The economy remains sluggish, which means that price promotion will continue to be a prominent tool for retailers and brands despite concerns that it erodes brand equity and margins. Brands, however, are finding alternative promotional methods to deep discounting, to attract customers.
As much as 60% of goods are now sold on promotion. This rises to nearly 90% if products such as tobacco that are never discounted are excluded, according to Kantar. Instead of encouraging loyalty to a brand, consumers are encouraged to switch to whichever brand is on promotion.
There are signs of brands adopting alternative strategies to cut back on steep discounts and recent research from the IPM found that more than three quarters (76%) of brands surveyed rated pulling back from price discounting as fairly high or very high on the agenda.
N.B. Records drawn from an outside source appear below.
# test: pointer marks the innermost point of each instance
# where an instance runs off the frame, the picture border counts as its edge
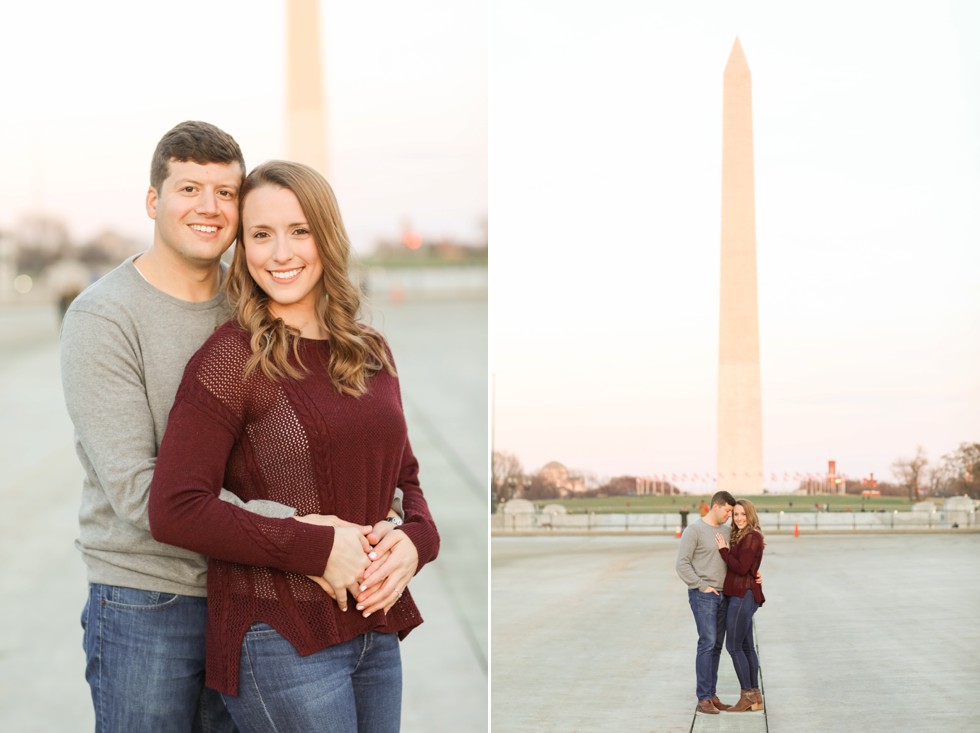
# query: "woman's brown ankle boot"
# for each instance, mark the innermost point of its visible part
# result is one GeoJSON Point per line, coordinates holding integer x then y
{"type": "Point", "coordinates": [744, 703]}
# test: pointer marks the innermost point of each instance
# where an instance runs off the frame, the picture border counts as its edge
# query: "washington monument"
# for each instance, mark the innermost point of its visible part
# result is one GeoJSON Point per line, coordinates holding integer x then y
{"type": "Point", "coordinates": [305, 115]}
{"type": "Point", "coordinates": [739, 381]}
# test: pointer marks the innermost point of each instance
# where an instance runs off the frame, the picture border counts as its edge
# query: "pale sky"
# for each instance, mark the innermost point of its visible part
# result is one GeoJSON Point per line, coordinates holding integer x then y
{"type": "Point", "coordinates": [89, 88]}
{"type": "Point", "coordinates": [605, 172]}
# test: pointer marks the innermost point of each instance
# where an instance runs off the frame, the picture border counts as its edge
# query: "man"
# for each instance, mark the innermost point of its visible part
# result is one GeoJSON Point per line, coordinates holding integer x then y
{"type": "Point", "coordinates": [124, 344]}
{"type": "Point", "coordinates": [701, 567]}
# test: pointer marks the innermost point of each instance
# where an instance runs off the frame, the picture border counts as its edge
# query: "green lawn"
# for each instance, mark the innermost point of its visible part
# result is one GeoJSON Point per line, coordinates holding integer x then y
{"type": "Point", "coordinates": [763, 503]}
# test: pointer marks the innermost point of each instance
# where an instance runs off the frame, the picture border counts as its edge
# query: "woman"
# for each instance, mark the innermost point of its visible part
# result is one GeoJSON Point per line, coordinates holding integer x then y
{"type": "Point", "coordinates": [744, 598]}
{"type": "Point", "coordinates": [295, 401]}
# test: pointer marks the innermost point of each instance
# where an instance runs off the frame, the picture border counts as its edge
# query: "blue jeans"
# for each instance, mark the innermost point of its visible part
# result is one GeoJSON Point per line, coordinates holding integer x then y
{"type": "Point", "coordinates": [145, 663]}
{"type": "Point", "coordinates": [740, 643]}
{"type": "Point", "coordinates": [348, 687]}
{"type": "Point", "coordinates": [709, 614]}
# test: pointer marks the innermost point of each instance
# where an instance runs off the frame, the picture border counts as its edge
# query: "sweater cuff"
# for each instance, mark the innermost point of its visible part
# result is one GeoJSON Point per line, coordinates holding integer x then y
{"type": "Point", "coordinates": [426, 540]}
{"type": "Point", "coordinates": [312, 546]}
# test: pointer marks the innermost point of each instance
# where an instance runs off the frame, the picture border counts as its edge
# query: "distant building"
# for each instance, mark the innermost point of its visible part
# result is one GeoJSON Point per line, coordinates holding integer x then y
{"type": "Point", "coordinates": [555, 474]}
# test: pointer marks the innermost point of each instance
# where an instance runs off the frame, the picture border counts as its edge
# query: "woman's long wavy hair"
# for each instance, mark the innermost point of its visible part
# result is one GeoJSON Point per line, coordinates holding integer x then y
{"type": "Point", "coordinates": [751, 523]}
{"type": "Point", "coordinates": [356, 350]}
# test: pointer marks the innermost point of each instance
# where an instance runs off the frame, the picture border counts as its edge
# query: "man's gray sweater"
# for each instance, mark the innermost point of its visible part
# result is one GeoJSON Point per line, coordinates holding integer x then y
{"type": "Point", "coordinates": [124, 346]}
{"type": "Point", "coordinates": [699, 564]}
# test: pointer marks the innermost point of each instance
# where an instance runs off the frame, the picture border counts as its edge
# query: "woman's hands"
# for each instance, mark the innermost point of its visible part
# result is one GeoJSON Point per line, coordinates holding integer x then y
{"type": "Point", "coordinates": [349, 558]}
{"type": "Point", "coordinates": [389, 574]}
{"type": "Point", "coordinates": [374, 563]}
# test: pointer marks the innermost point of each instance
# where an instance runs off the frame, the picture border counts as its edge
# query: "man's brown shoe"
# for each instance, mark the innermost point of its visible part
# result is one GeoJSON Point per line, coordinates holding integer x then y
{"type": "Point", "coordinates": [706, 706]}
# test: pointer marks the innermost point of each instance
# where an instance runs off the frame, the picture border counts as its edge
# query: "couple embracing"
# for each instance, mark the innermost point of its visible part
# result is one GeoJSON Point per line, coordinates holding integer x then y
{"type": "Point", "coordinates": [720, 565]}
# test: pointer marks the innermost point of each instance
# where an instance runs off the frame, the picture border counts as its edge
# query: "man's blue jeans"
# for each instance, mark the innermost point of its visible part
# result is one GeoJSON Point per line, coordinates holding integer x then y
{"type": "Point", "coordinates": [709, 614]}
{"type": "Point", "coordinates": [145, 663]}
{"type": "Point", "coordinates": [353, 686]}
{"type": "Point", "coordinates": [740, 643]}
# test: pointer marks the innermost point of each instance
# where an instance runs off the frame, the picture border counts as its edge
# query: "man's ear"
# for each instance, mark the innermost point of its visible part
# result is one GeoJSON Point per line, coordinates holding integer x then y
{"type": "Point", "coordinates": [151, 203]}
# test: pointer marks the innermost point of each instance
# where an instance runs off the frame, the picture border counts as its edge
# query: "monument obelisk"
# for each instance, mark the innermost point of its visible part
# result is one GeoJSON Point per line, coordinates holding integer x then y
{"type": "Point", "coordinates": [305, 114]}
{"type": "Point", "coordinates": [739, 380]}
Energizer Holdings, which owns Energizer and Wilkinson Sword, has taken the decision to promote less often and less deeply in favour of other ways to give the brand visibility beyond price such as a partnership with Help for Heroes to donate to the charity for every pack purchased.
Nick Powell, managing director of Energizer, says: “If it doesn’t stimulate sales or growth you’re just walking your brand value out the door. We still want the tools to differentiate our brand and encourage brand switch, but it doesn’t need to be 50% discount.”
Powell believes that the short term impact on market share is vital for the long-term health of the company’s brands.
“We’re taking a long term, responsible, approach to building the category. We believe its right for the category and if the competition is doing the same kind of strategic analysis they will end up at the same conclusion,” he says.
Energizer is not alone in feeling that price promotions has become too deep. Other brand owners such as Heinz and Procter & Gamble have indicated that increasing prices and cutting back promotional activity is on the agenda in coming months.
Gary Carp, director of consulting for Kantar Retail, says brands have two choices; One is to accept the that promotions are a necessary part of retail and find a way to make it work, the other is to adopt new strategies that reduce the reliance on retailers such as direct selling.
Müller has adopted an alternative price strategy based on a three tier price structure on single units and multipacks to protect its brand equity, while Nespresso is an example of an fmcg brand that has shunned the retail route to consumers to protect its high-end brand positioning from supermarket promotions. It only sells its coffee cartridges directly to consumers through its Espresso Club.
Carp adds: “It’s a brave marketing and sales director that pulls back because of the volume hit you take.
“Brands and retailers must realise that they are in a war and there are more tough years ahead. I can only see promotional activity increasing. Everyone is competing very hard for a greater proportion of a shrinking pie. The big challenge for brands is to get to a position where they are always on promotion but not damaging value.”